Table 'large_table' created or already exists.
Loaded a chunk of 1000000 rows.
Loaded a chunk of 1000000 rows.
Loaded a chunk of 1000000 rows.
Loaded a chunk of 1000000 rows.
Loaded a chunk of 1000000 rows.
Loaded a chunk of 1000000 rows.
Loaded a chunk of 1000000 rows.
Loaded a chunk of 1000000 rows.
Loaded a chunk of 1000000 rows.
Loaded a chunk of 1000000 rows.
Loaded a chunk of 1000000 rows.
Loaded a chunk of 1000000 rows.
Loaded a chunk of 1000000 rows.
Loaded a chunk of 1000000 rows.
Loaded a chunk of 1000000 rows.
Loaded a chunk of 1000000 rows.
Loaded a chunk of 1000000 rows.
Loaded a chunk of 1000000 rows.
Loaded a chunk of 1000000 rows.
Loaded a chunk of 1000000 rows.


#### Test Connection

In [None]:
# Test connection
try:
    with engine.connect() as conn:
        print("Connection successful!")
except Exception as e:
    print(f"Connection failed: {e}")

# 2. **Exploratory Data Analysis:**  

- Air temperature
- Precipitation
- Groundwater level 

   - Visualizing historical trends in air temperature, precipitation, and groundwater levels.  
   - Identifying seasonal patterns and anomalies.

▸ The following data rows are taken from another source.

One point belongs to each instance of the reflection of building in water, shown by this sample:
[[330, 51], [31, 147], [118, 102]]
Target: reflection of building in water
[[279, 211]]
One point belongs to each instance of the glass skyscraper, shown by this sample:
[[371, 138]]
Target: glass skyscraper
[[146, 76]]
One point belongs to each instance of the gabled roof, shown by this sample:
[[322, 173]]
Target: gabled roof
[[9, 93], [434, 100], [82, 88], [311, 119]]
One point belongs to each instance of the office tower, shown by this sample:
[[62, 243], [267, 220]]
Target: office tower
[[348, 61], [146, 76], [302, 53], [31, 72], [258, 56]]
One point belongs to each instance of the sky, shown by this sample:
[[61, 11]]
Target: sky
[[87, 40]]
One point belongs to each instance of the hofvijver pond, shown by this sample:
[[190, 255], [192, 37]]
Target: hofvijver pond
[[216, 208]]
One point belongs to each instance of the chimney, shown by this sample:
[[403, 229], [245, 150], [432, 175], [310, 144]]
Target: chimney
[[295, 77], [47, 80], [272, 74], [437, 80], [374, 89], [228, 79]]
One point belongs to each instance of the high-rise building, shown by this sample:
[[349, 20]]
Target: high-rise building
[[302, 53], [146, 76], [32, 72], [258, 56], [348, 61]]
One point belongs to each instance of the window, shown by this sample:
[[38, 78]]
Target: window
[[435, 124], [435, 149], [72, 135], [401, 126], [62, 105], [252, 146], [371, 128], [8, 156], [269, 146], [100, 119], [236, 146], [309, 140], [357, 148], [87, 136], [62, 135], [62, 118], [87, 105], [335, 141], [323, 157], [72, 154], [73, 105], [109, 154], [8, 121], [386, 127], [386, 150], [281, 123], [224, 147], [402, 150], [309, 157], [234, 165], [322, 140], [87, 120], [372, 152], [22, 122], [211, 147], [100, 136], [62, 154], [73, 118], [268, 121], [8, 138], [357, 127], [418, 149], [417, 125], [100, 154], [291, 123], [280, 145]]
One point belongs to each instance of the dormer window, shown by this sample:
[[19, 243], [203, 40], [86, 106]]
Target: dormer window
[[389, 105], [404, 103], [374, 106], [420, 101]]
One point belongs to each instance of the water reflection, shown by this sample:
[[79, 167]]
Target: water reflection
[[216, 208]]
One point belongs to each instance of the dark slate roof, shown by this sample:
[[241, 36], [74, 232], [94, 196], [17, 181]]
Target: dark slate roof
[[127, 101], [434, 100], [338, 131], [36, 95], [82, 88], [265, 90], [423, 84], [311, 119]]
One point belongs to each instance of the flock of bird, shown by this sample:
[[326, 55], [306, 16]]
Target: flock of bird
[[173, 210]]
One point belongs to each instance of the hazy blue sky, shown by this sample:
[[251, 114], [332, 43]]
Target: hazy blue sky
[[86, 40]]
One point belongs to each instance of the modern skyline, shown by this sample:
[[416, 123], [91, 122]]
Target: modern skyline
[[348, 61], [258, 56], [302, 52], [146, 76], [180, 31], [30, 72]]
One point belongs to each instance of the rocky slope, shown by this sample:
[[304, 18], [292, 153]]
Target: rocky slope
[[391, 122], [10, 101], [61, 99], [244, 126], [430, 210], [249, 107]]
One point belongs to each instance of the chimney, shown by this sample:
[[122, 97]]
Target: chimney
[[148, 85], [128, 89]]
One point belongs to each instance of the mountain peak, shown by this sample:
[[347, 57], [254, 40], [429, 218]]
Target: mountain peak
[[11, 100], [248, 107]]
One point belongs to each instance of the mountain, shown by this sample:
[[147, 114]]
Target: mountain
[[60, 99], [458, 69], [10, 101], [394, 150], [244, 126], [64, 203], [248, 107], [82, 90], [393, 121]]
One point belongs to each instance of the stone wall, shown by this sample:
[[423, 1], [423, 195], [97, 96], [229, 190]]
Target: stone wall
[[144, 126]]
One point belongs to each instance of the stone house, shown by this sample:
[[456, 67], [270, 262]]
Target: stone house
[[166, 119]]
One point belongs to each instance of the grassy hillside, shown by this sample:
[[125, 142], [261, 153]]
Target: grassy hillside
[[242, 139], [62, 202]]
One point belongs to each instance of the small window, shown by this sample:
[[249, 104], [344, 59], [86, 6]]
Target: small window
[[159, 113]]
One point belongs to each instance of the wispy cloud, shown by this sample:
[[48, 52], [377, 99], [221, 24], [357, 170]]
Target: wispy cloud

# 3. **Statistical Analysis:** 


   - Applying statistical methods to investigate climate anomalies.  
   - Comparing long-term trends across the selected time periods.

# 4. **Results and Discussion:**  

   - Highlighting significant findings from the analysis.  
   - Discussing the implications of identified climate anomalies on the selected region.

# 5. **Conclusion:**  
   - Summarizing key insights and potential areas for further study.